Why would you want all statements to be expressions?
The nice thing about the rule “every statement yields a value” is that it’s really easy to explain, and really easy to remember.
Languages become more expressive by having a small number of rules that can be combined in lots of different ways; that way you get maximum power while taxing the programmer’s brain the minimum amount.
So in Ruby, for example, you can do something like:
songType = if song.mp3Type == MP3::Jazz if song.written < Date.new(1935, 1, 1) Song::TradJazz else Song::Jazz end else Song::Other end
The fact that an if
block returns a value means that you don’t have to do an explicit assignment in the branches of the block. The assignment is done only once. This is a little bit forced in this case, but you can imagine if the destination of the assignment was something complex it might be nice not to have to repeat it.
Why wouldn’t you want all statements to be expressions?
Having a small number of rules that can be combined in infinite ways is very elegant, but there are always edge cases where the human brain doesn’t work like that, which can lead to confusion.
Every C programmer has done this once in their life:
if (a = 10) { printf("a is 10\n"); }
This fails because it’s assigning to a
, not checking its value. The reason this compiles at all is that C takes the view that an assignment is an expression that yields a value, so there’s no reason you shouldn’t be able to use the resultant value in an if
condition. The fact that this is plainly not what a human being would want is no concern of the C compiler.
“But wait!”, I hear you cry, “my linter would have caught that mistake. There’s no need to forbid it in the language spec when tooling can catch it.”
This is a fair position, but the truth is messier. If you have such a linter rule enabled on every project you work on and every team you work with, then it might as well be fixed in the language. If you don’t, you’ll get confused when you switch teams.
If you break the rule frequently, then you’ll have to have ugly annotations to disable the linter all over the place. If you break the rule very rarely, why is it such a big deal if the language forces you to work around it in a few rare cases?
The Python way
Python generally chooses explicit but slightly more verbose code over simpler code that can trip people up. You can judge that it makes the wrong decision if you like, but the language can’t please everyone.

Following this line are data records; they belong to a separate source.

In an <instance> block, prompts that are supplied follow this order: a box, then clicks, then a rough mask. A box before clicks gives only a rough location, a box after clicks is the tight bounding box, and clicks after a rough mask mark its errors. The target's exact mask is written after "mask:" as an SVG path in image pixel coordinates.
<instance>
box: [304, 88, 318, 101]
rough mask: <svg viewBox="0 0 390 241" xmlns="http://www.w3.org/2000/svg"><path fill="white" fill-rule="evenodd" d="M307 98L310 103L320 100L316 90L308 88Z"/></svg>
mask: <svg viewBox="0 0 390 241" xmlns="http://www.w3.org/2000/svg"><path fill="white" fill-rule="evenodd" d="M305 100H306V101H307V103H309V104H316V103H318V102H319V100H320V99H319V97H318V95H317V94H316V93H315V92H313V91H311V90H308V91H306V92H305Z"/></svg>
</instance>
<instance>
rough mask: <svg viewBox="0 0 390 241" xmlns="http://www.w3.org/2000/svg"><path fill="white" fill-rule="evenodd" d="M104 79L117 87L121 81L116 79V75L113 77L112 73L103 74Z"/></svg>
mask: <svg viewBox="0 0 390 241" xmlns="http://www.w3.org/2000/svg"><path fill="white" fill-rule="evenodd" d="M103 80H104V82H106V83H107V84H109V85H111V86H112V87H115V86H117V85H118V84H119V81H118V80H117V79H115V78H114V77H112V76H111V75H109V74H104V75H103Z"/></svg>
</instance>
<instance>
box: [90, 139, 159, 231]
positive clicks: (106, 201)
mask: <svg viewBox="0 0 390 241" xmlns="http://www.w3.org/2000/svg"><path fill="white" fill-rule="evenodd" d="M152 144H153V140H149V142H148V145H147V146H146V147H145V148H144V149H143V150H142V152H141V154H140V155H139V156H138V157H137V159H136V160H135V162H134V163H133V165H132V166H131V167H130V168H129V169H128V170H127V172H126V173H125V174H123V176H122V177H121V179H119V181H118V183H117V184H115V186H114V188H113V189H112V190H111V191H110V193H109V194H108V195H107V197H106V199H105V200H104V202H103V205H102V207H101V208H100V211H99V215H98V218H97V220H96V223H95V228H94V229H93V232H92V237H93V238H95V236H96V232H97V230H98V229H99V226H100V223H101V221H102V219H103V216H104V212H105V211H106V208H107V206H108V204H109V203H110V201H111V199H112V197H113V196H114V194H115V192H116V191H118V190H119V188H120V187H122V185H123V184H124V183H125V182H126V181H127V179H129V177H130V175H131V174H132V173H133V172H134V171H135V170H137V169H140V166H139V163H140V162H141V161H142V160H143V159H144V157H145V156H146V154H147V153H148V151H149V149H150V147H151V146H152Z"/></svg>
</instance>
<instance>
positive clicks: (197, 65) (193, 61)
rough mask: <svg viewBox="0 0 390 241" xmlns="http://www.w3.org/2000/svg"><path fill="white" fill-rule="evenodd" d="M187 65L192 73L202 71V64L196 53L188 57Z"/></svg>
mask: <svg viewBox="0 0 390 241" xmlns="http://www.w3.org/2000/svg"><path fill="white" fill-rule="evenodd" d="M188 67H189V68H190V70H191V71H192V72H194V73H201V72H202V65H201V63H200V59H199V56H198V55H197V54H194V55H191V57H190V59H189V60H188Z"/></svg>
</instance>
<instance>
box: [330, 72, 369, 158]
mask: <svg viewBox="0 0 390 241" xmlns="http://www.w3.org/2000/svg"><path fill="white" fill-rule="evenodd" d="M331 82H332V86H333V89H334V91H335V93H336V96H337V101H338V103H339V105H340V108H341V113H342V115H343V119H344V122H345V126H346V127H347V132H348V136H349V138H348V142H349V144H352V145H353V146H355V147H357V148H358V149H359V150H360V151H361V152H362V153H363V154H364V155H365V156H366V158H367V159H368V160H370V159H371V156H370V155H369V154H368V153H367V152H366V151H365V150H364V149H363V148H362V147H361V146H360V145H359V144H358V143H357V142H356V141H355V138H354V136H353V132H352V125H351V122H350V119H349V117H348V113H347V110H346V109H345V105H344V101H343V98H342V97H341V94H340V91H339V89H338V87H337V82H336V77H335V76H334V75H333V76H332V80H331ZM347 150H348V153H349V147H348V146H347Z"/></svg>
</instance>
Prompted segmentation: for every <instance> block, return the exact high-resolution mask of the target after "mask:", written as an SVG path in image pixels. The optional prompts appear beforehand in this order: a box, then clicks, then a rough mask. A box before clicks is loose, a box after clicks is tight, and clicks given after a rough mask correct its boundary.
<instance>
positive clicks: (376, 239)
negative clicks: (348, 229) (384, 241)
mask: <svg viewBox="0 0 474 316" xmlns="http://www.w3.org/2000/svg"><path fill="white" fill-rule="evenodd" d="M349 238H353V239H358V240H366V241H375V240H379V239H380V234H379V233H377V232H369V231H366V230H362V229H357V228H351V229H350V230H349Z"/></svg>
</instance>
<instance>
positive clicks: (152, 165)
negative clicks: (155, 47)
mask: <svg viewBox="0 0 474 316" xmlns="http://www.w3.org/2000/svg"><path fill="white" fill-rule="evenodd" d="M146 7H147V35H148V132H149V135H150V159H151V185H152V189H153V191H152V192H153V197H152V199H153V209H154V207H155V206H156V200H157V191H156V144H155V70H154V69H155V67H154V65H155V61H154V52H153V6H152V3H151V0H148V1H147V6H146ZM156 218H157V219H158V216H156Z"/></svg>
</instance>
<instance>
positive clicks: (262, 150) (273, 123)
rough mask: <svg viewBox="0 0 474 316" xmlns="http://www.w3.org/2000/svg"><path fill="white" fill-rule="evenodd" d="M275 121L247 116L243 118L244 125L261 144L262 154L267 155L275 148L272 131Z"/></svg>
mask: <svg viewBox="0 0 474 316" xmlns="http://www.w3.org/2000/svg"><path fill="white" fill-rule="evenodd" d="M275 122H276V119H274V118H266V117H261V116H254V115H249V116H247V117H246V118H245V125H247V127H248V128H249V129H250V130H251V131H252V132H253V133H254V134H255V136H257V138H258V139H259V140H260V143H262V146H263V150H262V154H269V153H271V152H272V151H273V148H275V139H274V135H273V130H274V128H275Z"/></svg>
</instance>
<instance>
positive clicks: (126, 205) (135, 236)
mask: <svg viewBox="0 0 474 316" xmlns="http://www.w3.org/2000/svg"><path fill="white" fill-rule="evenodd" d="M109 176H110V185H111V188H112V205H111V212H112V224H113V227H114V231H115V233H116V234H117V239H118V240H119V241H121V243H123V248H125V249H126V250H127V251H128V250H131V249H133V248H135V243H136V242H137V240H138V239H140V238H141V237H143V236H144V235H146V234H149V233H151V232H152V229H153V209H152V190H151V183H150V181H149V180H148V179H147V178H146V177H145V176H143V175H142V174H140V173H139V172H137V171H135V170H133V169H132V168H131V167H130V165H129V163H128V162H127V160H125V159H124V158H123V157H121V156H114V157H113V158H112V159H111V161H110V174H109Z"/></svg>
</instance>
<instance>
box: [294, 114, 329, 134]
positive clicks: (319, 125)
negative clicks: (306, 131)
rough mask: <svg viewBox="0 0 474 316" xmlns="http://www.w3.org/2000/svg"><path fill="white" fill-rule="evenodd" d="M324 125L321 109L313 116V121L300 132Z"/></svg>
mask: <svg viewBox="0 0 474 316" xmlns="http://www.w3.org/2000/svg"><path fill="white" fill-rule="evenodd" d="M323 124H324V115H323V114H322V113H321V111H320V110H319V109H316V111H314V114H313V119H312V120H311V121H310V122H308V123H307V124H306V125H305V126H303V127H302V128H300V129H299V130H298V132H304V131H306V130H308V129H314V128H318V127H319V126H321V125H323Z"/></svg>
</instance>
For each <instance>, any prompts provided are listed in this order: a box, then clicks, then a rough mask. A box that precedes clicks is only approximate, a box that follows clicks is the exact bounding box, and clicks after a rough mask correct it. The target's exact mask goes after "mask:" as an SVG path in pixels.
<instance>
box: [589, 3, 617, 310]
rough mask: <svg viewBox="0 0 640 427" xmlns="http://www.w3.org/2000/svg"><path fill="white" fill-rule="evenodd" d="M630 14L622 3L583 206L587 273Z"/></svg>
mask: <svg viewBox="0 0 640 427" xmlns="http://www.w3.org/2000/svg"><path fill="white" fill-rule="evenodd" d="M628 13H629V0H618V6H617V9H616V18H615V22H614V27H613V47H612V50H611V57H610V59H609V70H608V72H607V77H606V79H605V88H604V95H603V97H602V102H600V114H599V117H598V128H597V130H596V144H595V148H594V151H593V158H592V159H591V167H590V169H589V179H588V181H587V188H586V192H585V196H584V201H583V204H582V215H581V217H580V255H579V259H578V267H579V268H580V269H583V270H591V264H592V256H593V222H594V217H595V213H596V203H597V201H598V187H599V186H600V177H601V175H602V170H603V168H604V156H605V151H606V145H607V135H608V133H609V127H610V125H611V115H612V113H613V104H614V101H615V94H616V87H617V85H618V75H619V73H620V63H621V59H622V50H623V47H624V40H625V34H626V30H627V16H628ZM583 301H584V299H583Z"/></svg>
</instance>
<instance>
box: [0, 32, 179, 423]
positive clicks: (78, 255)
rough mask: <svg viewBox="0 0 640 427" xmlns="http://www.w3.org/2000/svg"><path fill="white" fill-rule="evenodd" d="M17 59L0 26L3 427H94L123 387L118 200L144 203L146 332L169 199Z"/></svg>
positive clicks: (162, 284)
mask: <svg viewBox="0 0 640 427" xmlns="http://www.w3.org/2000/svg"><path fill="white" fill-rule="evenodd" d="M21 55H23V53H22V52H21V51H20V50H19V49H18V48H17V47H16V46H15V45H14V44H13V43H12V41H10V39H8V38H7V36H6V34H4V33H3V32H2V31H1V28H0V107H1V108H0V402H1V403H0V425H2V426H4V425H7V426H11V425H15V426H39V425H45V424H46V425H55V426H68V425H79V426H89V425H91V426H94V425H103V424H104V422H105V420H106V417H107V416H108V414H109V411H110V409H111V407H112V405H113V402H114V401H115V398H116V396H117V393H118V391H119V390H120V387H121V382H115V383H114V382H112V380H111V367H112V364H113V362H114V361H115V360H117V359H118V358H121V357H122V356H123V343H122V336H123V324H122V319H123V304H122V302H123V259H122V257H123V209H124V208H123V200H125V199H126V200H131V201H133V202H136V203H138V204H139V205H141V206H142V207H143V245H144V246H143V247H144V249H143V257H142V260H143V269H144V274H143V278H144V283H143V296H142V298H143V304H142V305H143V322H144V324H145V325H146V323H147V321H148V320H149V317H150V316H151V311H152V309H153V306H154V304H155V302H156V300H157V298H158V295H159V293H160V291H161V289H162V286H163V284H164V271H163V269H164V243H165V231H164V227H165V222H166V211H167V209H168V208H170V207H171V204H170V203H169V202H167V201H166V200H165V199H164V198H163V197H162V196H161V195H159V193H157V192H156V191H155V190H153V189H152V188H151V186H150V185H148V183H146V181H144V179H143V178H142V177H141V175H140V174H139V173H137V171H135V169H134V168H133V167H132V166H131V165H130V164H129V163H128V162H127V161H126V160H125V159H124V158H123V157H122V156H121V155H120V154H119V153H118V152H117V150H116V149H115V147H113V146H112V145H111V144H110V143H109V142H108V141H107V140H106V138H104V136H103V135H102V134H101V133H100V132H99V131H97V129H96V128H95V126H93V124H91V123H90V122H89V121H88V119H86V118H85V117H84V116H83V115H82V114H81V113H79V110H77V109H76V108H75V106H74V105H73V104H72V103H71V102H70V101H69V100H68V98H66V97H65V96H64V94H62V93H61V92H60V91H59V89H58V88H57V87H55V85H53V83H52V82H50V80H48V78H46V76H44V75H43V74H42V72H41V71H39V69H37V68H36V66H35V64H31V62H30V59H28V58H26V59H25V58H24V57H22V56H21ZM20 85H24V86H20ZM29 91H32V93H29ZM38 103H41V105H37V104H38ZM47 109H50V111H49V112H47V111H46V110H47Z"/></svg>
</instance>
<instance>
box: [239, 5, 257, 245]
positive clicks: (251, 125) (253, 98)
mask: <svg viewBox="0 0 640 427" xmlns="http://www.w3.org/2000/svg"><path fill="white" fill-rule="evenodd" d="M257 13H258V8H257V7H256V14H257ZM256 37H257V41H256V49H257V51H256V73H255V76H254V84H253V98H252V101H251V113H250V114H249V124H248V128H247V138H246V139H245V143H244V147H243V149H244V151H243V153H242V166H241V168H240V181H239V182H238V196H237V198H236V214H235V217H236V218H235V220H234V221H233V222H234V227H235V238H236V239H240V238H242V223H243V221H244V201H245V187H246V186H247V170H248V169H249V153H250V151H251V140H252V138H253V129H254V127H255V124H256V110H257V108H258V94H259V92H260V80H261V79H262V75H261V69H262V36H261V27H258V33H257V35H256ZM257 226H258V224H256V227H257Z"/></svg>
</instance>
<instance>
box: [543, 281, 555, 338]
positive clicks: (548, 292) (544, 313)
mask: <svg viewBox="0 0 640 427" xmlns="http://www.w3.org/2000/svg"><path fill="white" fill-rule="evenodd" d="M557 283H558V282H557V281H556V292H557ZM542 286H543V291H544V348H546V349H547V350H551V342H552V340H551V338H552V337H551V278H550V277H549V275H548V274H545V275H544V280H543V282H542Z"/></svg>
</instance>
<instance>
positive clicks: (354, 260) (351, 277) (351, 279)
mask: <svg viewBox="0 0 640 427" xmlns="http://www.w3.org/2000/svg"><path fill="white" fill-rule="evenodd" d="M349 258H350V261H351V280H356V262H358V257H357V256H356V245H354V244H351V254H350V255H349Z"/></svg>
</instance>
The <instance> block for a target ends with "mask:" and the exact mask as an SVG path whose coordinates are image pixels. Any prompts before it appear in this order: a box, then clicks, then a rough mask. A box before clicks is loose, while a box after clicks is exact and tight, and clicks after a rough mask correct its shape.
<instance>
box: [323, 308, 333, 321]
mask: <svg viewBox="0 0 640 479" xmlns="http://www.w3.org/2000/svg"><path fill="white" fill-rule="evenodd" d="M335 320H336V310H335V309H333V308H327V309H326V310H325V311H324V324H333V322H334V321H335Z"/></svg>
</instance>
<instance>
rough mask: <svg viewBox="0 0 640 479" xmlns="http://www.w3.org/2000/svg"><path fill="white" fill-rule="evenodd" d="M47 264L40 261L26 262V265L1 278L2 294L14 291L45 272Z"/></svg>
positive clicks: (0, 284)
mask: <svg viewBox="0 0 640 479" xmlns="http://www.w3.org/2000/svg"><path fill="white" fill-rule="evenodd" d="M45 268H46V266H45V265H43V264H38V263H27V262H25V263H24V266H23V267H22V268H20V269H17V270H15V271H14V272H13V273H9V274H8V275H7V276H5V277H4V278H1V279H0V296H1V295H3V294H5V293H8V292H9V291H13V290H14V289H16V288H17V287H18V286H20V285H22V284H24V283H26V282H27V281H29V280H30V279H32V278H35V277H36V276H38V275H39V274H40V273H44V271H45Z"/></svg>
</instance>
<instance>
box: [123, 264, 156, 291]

Therefore Python doesn’t allow assignment expressions to yield a value that can be used in an expression.
Hang on a minute…
If you’re paying attention, you may have been starting to wonder about the Python construction:
a = b = c = 10
This technique for initialising multiple variables is popular and available in a lot of languages (though personally I’ve never found it useful). It’s often possible for a language to compile this by treating it this way:
a = (b = (c = 10))
This wouldn’t make any sense in Python, because c = 10
isn’t an expression so can’t be assigned to b
. What’s going on here?
Python simply treats this as a special case. An assignment in Python can have multiple targets, and so Python chooses to treat the expression a = b = c = 10
as one single assignment, with a value of 10
and 3 targets: a
, b
and c
.
I think this is an example of Python taking the practical path: it seems somehow neater and simpler if you don’t have to have a special rule to deal with multiple assignments, but it doesn’t actually save much complexity in the Python implementation. In return for biting the bullet and treating this as a special case, developers who write in Python benefit from a language that more frequently does what they expect.